National Library of Finland has been one partner in the Fin-Clariah project of 2022-2023 . Last Friday there was a joint workshop across all working packages, in order to share news of what is going on and how things have been progessed, when the project is nearing its end.
The target of the project was to create an infrastructure, some data, tools and documentation for researchers utilizing Finnish cultural heritage from various sources. Idea was to investigate the flow of data to high-capability computing environment, for which CSC (IT Centre for science) was crucial core part. However, in order to keep the voice of researchers near, there was also a few research teams within the project, doing actual research now or in future, with the data or within the project itself. In the workshop we even talked about researcher inception – researchers researcing research process itself :).
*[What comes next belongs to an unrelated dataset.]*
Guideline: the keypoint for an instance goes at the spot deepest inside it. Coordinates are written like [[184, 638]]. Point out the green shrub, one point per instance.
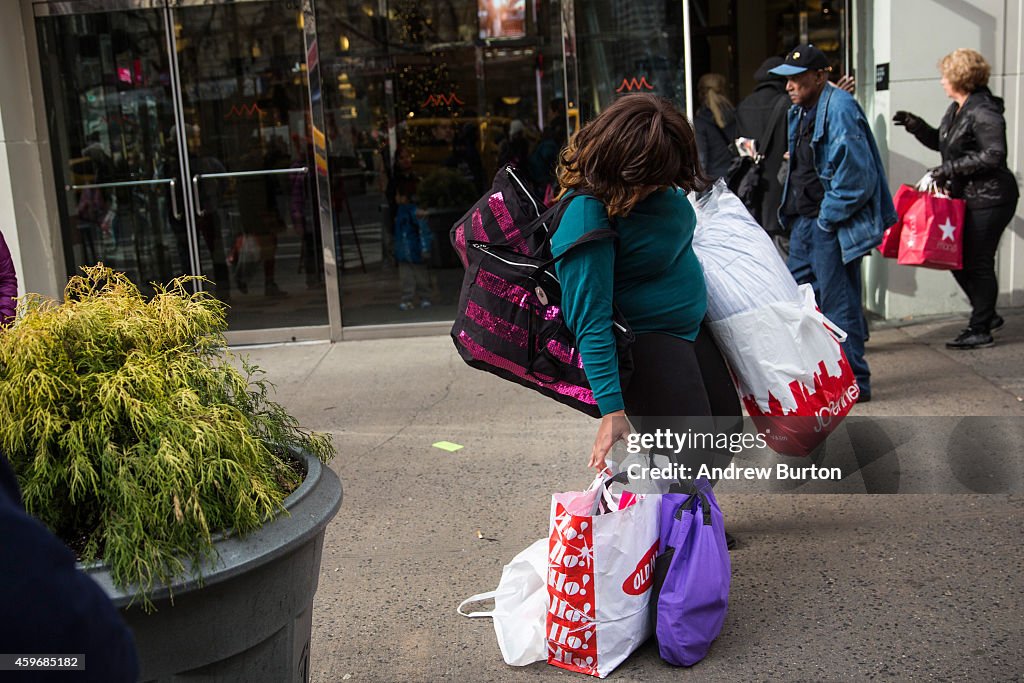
[[133, 436]]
The keynotes were super interesting and related to multiple participants of the session. Extracting image data and using the image contents together with textual contents is a topic that needs to be read bit more. Then the TurkuNLP group presentation of the state of AI and basics of large language models (LLMs) is super important at the current moment. We all are waiting for Poro model to be ready (but even current 50% done can be useful). This enables new ways to utilize AI even within context of a small language (where there are not even so many family languages that could be used.). About FinGPT (Arxiv). Unfortunately old digitized materials with OCR of varying of quality has not been able to be integrated to the models, however news web sites, newer ebooks and periodicals have been able to be integrated.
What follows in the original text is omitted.